What you get (at a glance)¶

Collections: precompiled archives (e.g., debiancve, vendor advisories, exploit sources, etc.).
Transport: v4/archive/collection (full) + v4/archive/collection-update (incremental) for mirror-friendly sync. Full is CDN-backed; incrementals are DB-backed and sorted newest→oldest by timestamps.updated.
Contract: stable schemas, explicit update timestamps, reproducible snapshots, simple upsert keys (id).
Elasticsearch/OpenSearch‑ready: Clean, predictable JSON with stable id keys and timestamps.updated for incremental upserts—drop straight into time‑based indices and aggregations.

Architecture (typical)¶

Vulners Archive API
   ├─ Full snapshot (CDN, ~4h refresh)
   └─ Incrementals (≤25h window, sorted by timestamps.updated)
         ↓
Your Mirror (S3/GCS + object manifest OR Postgres/ClickHouse)
         ↓
Warehouse/Lake (BigQuery, Snowflake, DuckDB, Parquet)
         ↓
Product Features (enrichment, dashboards, alerts, ML)

Resilience: If a job slips past 25h, re-baseline from the full snapshot and resume incrementals.

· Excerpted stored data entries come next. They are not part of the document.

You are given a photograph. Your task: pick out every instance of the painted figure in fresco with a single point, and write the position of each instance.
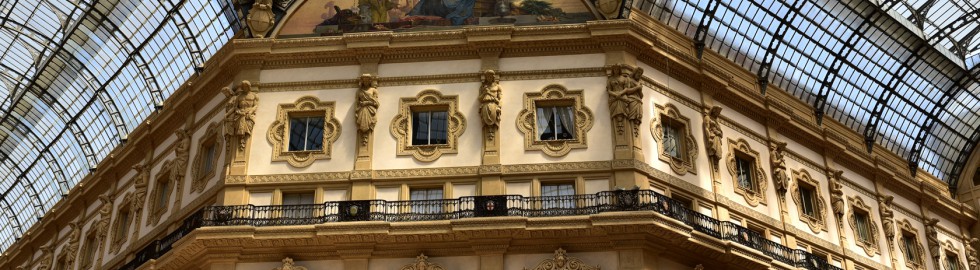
(456, 11)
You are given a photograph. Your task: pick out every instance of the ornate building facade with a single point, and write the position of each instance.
(593, 144)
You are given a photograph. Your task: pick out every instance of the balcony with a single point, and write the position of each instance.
(479, 206)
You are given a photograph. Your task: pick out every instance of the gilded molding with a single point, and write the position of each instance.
(555, 94)
(279, 131)
(561, 261)
(422, 263)
(200, 178)
(870, 246)
(688, 162)
(817, 223)
(401, 125)
(918, 262)
(757, 194)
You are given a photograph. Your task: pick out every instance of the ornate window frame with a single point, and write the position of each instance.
(752, 197)
(278, 133)
(124, 206)
(554, 94)
(905, 227)
(211, 138)
(871, 246)
(687, 164)
(949, 248)
(816, 223)
(401, 125)
(157, 211)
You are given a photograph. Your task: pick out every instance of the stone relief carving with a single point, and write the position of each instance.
(557, 95)
(287, 264)
(817, 222)
(260, 18)
(887, 216)
(367, 106)
(755, 196)
(932, 239)
(201, 178)
(240, 113)
(870, 246)
(401, 125)
(279, 131)
(625, 96)
(712, 133)
(562, 261)
(490, 96)
(688, 144)
(836, 192)
(777, 161)
(422, 263)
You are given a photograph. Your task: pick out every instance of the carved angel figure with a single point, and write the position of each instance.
(490, 95)
(887, 216)
(713, 133)
(836, 192)
(777, 161)
(367, 104)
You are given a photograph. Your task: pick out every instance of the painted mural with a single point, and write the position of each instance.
(333, 17)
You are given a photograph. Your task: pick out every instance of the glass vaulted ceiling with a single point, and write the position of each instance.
(77, 76)
(904, 73)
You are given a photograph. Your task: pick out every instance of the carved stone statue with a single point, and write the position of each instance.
(367, 106)
(240, 112)
(287, 264)
(490, 95)
(836, 192)
(932, 238)
(625, 95)
(71, 250)
(105, 215)
(971, 254)
(47, 258)
(260, 18)
(777, 161)
(713, 134)
(887, 216)
(422, 263)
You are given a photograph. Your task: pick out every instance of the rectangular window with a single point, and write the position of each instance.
(558, 195)
(862, 225)
(297, 204)
(808, 199)
(673, 142)
(305, 133)
(210, 151)
(429, 200)
(556, 123)
(911, 253)
(743, 171)
(429, 127)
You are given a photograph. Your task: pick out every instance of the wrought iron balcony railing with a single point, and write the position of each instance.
(480, 206)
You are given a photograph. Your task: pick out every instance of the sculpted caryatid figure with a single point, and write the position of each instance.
(490, 95)
(367, 106)
(240, 112)
(713, 134)
(887, 216)
(836, 192)
(777, 160)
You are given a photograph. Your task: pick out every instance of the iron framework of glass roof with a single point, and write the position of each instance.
(77, 76)
(902, 72)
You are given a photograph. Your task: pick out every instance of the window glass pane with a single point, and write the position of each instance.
(420, 126)
(314, 134)
(438, 128)
(297, 134)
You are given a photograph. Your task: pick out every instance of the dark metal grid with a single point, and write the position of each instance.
(76, 78)
(853, 62)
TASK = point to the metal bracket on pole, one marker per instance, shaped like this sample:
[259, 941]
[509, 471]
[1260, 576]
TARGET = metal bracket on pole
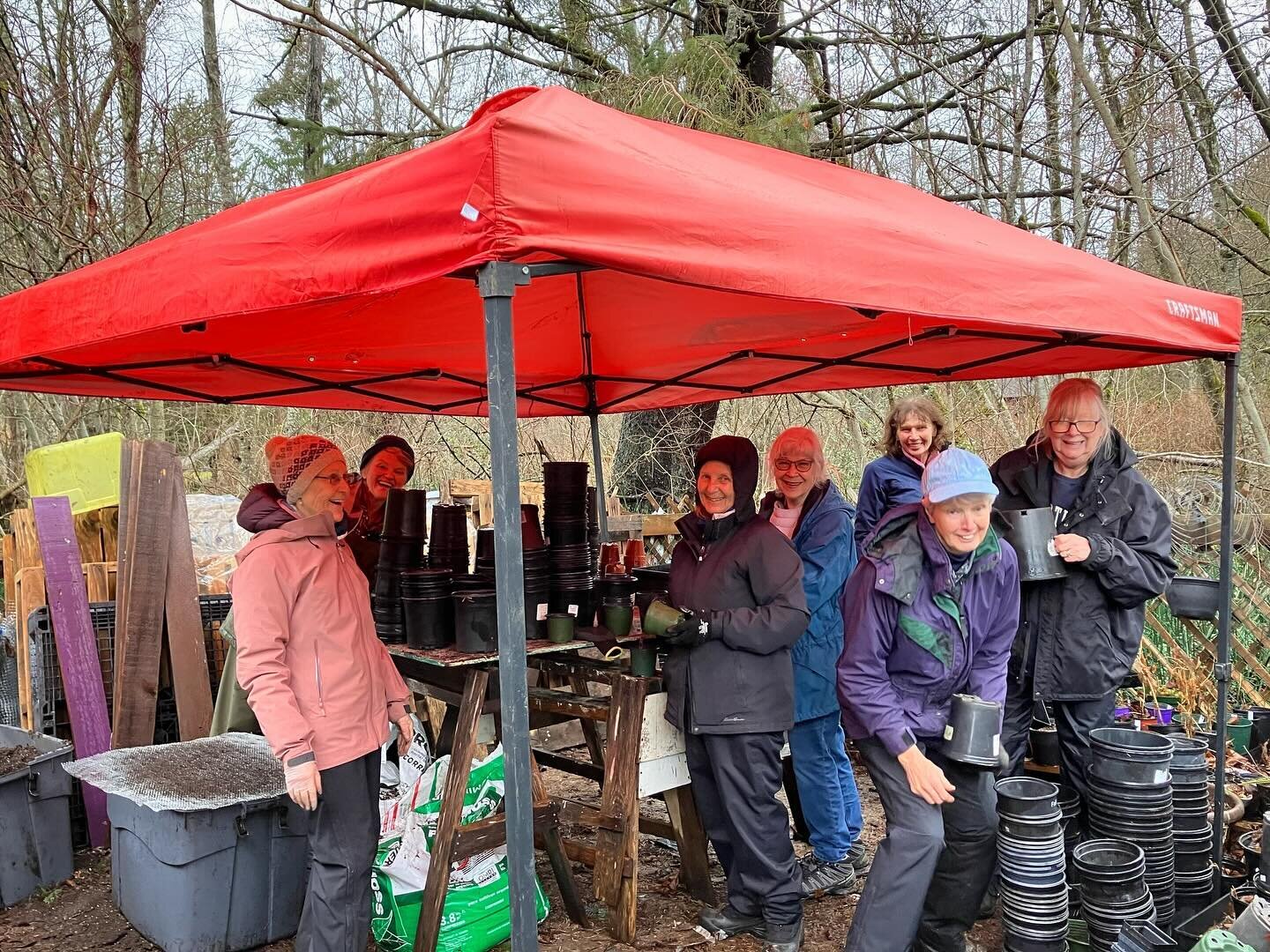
[497, 283]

Keep a checkpoint of the newest timestamps.updated you’ve processed.

Quickstart: Mirror a collection (copy-paste)¶

Before you start: generate an API key and export it as VULNERS_API_KEY. See Authentication docs.

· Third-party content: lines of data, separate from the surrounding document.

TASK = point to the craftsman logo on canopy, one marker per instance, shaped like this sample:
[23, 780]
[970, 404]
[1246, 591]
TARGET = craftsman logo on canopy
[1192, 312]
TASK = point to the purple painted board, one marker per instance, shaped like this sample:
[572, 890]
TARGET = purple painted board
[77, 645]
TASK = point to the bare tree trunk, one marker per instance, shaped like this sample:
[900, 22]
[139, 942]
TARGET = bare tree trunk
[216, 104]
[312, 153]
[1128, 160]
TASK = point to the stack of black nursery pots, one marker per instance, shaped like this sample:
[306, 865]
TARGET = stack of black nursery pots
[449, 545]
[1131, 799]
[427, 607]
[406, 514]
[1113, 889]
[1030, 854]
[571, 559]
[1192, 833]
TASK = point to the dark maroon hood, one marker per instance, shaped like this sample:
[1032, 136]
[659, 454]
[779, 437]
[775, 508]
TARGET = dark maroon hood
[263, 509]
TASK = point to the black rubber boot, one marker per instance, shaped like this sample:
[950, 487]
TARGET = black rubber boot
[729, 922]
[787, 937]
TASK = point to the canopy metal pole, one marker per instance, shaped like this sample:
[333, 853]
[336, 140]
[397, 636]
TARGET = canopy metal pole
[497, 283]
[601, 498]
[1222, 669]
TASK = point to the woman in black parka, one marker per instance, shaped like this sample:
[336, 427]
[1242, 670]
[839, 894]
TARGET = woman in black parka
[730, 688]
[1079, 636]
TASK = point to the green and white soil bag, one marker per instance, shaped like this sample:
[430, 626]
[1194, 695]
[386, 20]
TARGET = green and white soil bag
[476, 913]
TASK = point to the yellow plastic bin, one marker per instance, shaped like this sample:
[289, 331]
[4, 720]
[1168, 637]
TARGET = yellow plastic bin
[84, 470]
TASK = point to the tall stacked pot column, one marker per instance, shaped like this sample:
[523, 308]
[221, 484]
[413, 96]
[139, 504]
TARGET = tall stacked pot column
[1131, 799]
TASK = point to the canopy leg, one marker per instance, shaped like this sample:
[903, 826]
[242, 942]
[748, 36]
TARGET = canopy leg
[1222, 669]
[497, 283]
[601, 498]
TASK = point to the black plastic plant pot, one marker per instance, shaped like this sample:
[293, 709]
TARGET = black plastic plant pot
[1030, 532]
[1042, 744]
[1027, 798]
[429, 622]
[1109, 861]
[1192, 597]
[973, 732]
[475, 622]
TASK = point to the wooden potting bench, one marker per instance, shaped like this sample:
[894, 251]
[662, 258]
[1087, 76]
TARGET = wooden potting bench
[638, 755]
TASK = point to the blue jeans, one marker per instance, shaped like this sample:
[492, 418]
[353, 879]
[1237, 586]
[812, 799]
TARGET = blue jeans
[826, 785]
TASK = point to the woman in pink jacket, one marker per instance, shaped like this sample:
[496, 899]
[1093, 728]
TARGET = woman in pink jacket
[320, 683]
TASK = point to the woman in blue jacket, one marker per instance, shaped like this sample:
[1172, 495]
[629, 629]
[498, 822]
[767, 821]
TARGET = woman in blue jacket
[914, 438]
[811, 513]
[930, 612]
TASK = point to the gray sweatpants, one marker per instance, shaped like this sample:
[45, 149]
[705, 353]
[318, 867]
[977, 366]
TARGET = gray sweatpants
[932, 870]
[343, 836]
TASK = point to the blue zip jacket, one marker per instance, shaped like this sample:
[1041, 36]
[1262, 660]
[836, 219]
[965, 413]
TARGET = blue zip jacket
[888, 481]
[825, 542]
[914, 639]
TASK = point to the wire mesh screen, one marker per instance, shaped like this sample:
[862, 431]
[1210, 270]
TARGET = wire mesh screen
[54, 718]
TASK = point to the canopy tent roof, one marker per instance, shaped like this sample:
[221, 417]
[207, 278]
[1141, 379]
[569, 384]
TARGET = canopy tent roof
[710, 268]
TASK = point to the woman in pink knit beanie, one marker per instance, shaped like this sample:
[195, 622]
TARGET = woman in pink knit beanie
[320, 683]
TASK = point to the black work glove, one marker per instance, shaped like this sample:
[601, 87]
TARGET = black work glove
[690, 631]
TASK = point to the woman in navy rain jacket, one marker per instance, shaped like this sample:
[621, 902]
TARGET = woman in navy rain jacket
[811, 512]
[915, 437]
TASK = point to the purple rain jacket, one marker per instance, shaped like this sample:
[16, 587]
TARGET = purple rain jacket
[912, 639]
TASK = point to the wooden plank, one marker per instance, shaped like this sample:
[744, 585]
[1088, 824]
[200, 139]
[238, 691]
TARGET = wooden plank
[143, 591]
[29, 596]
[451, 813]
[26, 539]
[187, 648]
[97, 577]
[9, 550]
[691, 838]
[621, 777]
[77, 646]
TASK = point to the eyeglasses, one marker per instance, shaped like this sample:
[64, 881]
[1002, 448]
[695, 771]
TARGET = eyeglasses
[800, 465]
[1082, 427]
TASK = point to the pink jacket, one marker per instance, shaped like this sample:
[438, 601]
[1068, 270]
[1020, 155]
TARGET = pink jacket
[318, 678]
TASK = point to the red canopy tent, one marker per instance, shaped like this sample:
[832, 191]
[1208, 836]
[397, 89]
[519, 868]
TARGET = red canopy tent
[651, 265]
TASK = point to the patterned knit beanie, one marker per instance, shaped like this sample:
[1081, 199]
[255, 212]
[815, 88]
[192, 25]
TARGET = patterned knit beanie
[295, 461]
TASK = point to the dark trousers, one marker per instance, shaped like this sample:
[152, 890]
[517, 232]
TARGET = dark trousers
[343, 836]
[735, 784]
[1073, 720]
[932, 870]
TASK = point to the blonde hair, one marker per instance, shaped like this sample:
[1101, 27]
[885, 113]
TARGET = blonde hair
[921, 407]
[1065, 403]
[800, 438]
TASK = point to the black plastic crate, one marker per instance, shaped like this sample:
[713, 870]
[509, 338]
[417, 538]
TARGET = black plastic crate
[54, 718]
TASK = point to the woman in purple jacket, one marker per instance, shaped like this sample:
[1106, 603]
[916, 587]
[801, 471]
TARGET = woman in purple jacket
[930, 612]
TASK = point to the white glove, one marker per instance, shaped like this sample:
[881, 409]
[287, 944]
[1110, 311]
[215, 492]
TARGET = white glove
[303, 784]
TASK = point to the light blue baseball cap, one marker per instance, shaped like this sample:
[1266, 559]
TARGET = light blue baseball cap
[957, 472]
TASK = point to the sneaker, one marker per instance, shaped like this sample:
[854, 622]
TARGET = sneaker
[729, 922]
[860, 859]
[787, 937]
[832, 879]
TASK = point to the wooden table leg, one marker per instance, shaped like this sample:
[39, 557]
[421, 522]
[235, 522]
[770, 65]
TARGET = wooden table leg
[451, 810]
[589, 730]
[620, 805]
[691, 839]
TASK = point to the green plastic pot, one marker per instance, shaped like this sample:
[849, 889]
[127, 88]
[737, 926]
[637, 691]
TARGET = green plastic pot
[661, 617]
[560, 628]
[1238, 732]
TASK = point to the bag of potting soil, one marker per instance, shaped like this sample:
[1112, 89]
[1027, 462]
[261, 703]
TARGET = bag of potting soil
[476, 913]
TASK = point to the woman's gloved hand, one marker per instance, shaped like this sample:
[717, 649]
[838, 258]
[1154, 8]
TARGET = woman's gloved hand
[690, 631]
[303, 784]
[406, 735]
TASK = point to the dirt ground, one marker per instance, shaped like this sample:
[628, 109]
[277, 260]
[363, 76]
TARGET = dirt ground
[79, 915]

The snippet below baselines a collection and then applies an incremental update using your last checkpoint. Swap COLLECTION for anything you need and wire the items into your own storage/upsert logic.

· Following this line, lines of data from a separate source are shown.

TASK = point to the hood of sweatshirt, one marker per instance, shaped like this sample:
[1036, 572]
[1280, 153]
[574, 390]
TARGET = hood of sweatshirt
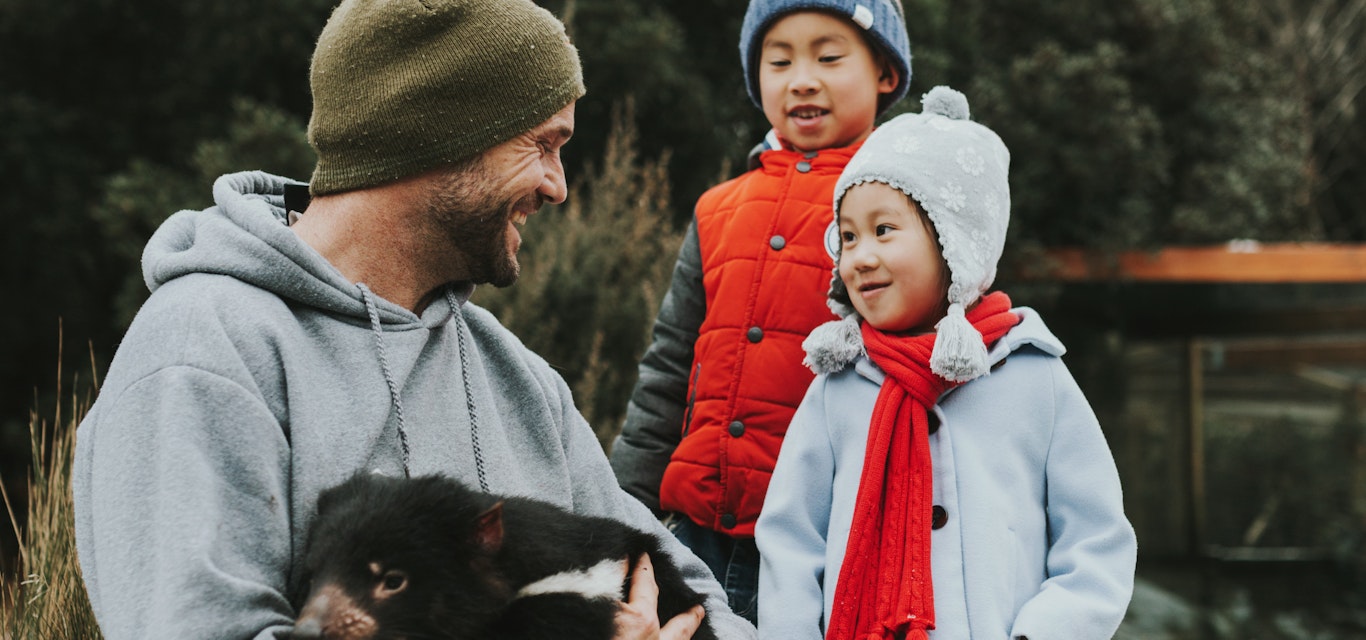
[246, 236]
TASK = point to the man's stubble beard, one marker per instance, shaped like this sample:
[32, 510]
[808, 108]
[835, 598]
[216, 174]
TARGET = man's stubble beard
[476, 223]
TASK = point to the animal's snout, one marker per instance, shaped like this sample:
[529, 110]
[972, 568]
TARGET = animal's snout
[331, 614]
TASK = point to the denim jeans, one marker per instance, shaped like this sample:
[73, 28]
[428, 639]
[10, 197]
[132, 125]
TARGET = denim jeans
[734, 561]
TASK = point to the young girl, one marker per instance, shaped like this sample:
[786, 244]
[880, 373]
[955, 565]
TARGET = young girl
[928, 487]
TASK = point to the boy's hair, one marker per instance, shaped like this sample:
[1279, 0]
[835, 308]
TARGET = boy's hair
[883, 23]
[956, 171]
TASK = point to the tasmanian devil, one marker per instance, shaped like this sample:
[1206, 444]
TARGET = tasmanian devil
[432, 558]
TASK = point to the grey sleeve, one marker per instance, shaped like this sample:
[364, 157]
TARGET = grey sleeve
[654, 416]
[182, 502]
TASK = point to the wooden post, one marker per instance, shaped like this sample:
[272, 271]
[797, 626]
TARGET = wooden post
[1195, 431]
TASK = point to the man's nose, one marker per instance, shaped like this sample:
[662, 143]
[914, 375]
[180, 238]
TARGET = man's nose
[553, 187]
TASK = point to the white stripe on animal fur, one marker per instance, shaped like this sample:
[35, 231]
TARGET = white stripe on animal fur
[601, 580]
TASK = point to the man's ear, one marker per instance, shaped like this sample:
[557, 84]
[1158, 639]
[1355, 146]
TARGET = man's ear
[488, 530]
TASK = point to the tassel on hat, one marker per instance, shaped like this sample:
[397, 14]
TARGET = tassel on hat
[959, 354]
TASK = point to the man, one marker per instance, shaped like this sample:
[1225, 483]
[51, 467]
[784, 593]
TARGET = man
[282, 352]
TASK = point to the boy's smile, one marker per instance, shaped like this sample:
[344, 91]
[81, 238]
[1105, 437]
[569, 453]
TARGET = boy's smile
[891, 261]
[820, 81]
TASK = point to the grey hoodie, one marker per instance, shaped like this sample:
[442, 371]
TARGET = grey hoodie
[257, 375]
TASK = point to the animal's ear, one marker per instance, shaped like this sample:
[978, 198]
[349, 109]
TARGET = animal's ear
[488, 530]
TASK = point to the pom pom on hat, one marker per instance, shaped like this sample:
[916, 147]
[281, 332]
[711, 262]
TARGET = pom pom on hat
[832, 345]
[947, 103]
[959, 354]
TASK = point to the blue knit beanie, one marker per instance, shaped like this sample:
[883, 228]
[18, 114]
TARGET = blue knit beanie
[883, 19]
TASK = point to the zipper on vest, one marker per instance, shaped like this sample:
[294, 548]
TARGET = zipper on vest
[691, 397]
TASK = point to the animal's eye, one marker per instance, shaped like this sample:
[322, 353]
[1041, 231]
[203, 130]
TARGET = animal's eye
[392, 582]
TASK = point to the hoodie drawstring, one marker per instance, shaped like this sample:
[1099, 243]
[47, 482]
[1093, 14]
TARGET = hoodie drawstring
[388, 377]
[469, 397]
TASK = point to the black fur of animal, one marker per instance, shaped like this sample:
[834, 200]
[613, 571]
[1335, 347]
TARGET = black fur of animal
[432, 558]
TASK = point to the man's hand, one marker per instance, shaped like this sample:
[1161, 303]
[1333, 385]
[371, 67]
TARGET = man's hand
[638, 617]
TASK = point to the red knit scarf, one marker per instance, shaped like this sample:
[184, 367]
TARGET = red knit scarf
[885, 588]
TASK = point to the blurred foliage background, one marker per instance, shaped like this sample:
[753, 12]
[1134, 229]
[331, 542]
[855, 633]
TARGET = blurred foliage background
[1133, 124]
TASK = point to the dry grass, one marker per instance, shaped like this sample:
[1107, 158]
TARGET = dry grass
[45, 598]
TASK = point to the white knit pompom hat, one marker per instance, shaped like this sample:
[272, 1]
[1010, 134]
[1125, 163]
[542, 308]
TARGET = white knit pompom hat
[956, 171]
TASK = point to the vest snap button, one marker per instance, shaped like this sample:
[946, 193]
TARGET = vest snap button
[939, 517]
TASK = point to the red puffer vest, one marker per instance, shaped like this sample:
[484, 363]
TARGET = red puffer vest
[765, 270]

Full collection is served from a precompiled archive and refreshed ~every 4h.
Update queries return records newer than a given timestamp, limited to the last 25h, sorted by timestamps.updated (desc).
Store the latest seen timestamps.updated as your checkpoint.
Full documentation on API calls: fetch_collection() and fetch_collection_update().

import time
import vulners

API_KEY = "VULNERS_API_KEY"
COLLECTION = "debiancve"   # change to any collection you need

v = vulners.VulnersApi(api_key=API_KEY)

def print_preview(items):
    """
    Print a compact, human-friendly preview that matches the sample output format:
    - First 4 items, then an ellipsis line, then the last item (if enough items)
    - Show only id and a flattened 'timestamps.updated'
    """
    def flat(rec):
        ts = (rec.get("timestamps") or {}).get("updated")
        return {"id": rec.get("id"), "timestamps.updated": ts}

    n = len(items)
    head = [flat(r) for r in items[:4]]
    tail = [flat(items[-1])] if n >= 5 else []
    print("[")
    for r in head:
        print(f"  {r},")
    if n >= 5:
        print("  ...,")
        print(f"  {tail[0]}")
    print("]")

# 1) Full collection snapshot (CDN-backed; refreshed ~every 4 hours)

t0 = time.time()
full = v.archive.fetch_collection(type=COLLECTION)
print(f"Number of items: {len(full)}")
print(f"Request processing time: {time.time() - t0:.2f} seconds")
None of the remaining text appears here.